The total value of superannuation assets grew in the third quarter of 2024, reaching $4.1 trillion by the end of September. Of this, assets in APRA-regulated super funds increased by 15.1%, bringing them to $2.83 trillion. Meanwhile, the value of assets in SMSFs grew by 10.9%, reaching a record high of $1.02 trillion.
A clear picture SMSFs’ asset allocation
According to the Australian Taxation Office, SMSFs invested total assets in the September quarter:
· $286.3 billion in Australian shares, or around 28%,
· $161.7 billion in cash and term deposits, or around 16%,
· $165.2 billion in direct property, or 16%.
However, fixed-income investments accounted for just $11.8 billion of SMSF assets with another $6.9 billion invested in loans - just 1.8% of SMSF total assets. This is a small amount given that SMSFs have over one trillion dollars in assets under management.
Performance boost in new asset classes
Research from the University of Adelaide’s International Centre for Financial Services, commissioned by the SMSF Association, shows that self-managed super funds (SMSFs) have, on average, outperformed APRA-regulated super funds by 1.2 percentage points over the past five years, up to June 30, 2023. This shows that SMSFs tend to offer more consistent returns over time.
Between July 1, 2018, and June 30, 2023, SMSFs had an average return of 6.5% per year, compared to 5.3% for APRA-regulated funds.
The data shows that the median rate of return for SMSFs in the year ended June 30, 2023, was 6.8% compared with 8.4% for retail and industry funds regulated by the APRA, which is most likely due to SMSFs smaller allocation to international markets.
Neglecting defensive assets could be risky in 2025
SMSFs could create more resilient portfolios by increasing their allocation more to defensive asset classes. The ATO figures also highlight a stark neglect of fixed income, especially considering the substantial assets under management.
The current investment landscape warrants a more balanced approach to asset allocation. Fixed income assets such as private credit investments exhibit lower volatility compared to shares.
In the prevailing economic climate, characterised by uncertainty with the new Trump government and ongoing conflict in Eastern Europe and the Middle East, the stability offered by fixed income could be crucial over the remainder of 2025. The negative or low correlation that fixed income typically has with shares can act as a buffer during periods of market turbulence.

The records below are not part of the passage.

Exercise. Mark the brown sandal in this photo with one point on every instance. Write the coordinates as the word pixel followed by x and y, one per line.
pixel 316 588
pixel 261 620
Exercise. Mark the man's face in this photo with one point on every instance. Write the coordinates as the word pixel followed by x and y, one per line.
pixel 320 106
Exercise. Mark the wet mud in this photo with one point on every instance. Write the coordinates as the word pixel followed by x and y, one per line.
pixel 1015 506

For income seeking investors who are willing to take on more risk than that involved with cash or term deposits, private credit investments can deliver investors yields of 9%-10% per annum, which is around two to three times more than the average returns on cash savings accounts and on residential properties, which typically fall below 5%.

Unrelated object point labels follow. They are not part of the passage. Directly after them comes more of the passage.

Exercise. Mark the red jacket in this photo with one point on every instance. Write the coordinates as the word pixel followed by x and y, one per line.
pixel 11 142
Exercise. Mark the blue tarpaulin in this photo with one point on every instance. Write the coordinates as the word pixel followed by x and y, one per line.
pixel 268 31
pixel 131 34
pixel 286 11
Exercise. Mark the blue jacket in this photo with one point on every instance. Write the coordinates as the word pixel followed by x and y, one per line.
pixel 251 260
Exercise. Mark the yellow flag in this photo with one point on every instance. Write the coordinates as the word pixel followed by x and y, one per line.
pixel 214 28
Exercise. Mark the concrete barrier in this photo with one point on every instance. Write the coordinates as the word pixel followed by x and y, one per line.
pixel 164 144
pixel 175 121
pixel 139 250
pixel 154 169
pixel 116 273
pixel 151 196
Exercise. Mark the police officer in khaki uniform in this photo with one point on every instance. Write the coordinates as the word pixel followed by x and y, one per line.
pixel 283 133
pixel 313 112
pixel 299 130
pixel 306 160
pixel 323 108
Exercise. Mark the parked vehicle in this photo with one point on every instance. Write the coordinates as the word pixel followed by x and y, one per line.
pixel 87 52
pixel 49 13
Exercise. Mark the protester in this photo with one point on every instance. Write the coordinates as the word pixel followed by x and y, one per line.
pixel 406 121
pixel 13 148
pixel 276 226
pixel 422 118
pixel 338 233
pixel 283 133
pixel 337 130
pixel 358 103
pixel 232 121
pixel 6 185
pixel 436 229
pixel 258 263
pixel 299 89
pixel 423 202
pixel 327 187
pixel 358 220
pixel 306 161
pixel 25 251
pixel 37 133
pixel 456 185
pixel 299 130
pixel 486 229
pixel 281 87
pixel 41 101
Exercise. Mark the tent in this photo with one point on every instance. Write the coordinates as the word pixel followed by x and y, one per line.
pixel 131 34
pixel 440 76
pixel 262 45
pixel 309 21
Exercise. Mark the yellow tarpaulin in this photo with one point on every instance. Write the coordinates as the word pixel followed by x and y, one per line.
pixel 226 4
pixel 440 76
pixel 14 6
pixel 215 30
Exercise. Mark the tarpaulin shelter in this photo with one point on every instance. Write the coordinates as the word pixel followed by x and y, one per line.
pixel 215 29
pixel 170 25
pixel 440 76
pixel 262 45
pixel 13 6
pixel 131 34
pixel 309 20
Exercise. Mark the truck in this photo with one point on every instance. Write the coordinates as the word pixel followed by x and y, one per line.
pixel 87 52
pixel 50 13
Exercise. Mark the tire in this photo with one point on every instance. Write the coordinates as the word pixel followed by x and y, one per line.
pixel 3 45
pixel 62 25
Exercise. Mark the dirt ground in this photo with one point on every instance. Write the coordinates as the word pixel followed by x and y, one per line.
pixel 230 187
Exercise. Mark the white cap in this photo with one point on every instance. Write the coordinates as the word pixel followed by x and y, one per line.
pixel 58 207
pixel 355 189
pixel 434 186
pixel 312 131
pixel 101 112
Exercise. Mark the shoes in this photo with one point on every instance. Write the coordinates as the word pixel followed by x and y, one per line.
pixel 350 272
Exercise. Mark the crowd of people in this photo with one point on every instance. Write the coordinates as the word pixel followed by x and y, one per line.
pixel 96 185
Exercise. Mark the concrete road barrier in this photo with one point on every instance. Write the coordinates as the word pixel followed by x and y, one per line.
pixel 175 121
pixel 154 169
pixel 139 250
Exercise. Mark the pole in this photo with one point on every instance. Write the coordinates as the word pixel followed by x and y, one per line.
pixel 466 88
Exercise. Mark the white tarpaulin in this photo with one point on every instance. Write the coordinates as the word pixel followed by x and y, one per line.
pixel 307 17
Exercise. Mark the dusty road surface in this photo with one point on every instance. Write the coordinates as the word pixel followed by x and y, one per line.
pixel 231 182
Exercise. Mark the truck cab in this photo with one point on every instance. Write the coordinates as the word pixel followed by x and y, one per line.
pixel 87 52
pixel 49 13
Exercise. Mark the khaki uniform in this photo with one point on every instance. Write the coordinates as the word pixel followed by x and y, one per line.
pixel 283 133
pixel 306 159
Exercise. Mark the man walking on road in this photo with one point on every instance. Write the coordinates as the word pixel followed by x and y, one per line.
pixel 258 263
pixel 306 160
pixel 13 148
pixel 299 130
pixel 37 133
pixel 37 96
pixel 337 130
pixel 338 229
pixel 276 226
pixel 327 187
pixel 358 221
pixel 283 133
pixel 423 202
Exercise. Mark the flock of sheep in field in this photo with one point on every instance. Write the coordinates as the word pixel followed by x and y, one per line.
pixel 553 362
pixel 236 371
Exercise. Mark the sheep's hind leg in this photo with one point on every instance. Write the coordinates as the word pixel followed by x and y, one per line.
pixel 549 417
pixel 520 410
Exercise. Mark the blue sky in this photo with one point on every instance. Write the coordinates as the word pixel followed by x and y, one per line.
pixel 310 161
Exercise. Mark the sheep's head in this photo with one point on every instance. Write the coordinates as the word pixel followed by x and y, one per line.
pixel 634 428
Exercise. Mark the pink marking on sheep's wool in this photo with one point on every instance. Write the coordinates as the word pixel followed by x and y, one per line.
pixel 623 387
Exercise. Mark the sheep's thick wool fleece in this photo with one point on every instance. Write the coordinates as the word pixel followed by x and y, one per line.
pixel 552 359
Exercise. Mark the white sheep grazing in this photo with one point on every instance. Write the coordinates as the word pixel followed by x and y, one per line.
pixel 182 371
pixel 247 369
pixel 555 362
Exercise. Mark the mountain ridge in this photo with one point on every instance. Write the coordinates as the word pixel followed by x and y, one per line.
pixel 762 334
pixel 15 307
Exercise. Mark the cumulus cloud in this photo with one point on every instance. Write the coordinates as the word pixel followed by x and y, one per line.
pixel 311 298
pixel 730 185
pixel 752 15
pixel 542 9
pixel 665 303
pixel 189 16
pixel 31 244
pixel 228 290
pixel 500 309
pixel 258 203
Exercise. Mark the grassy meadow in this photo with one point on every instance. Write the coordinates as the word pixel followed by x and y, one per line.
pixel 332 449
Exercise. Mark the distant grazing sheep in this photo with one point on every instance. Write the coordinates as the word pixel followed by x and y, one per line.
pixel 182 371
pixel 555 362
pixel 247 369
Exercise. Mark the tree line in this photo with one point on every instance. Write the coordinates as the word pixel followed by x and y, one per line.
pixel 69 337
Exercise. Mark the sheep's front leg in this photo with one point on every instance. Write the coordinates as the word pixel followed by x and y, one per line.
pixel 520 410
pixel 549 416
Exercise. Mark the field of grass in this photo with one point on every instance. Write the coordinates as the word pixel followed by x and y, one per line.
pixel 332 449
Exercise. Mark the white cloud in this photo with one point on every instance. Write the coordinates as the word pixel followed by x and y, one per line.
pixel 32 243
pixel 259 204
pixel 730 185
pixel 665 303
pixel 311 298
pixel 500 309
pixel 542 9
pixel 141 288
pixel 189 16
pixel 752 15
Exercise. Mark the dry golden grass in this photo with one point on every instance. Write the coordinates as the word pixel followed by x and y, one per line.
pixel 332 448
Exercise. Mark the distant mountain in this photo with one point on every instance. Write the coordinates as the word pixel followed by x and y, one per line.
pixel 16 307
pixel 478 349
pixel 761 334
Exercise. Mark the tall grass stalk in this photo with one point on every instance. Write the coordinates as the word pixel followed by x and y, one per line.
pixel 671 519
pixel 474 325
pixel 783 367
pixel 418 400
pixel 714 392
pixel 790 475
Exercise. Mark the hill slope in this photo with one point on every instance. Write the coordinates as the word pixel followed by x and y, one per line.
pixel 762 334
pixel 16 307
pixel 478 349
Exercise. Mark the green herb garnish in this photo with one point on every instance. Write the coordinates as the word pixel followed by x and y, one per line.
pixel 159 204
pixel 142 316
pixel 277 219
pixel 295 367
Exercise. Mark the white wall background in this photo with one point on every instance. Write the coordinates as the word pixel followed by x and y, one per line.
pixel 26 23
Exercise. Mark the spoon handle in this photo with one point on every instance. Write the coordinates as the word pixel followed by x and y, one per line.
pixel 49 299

Private credit funds typically pay a premium to returns on Australian investment grade corporate bonds, as measured by the S&P Australia Investment Grade Corporate Bond Index, which returned 6.6% over the year to 25 February 2025. That yield has been falling progressively over the past year and could fall further with February’s official interest rate cut.
The cash drag
The central bank’s recent decision to lower interest rates will also impact SMSF cash savings, with returns after inflation likely to drop towards zero or below. With interest rates on online savings accounts typically yielding less than 2% and likely to fall further, that exposes many savers to real returns less than zero. Compared to official inflation of 2.5% in January, returns on bank online savings accounts are substantially lower, and averaged just 1.75% in January 2025, down from over 2% a year ago.
For these reasons, SMSFs should consider diversification into private credit, which offers a relatively attractive income streams and capital protection through stringent loan assessment and loan management processes, often combined with mortgages over real property as security. This is important because ultimately, it is income-yielding assets that will support investors in everyday living and in retirement.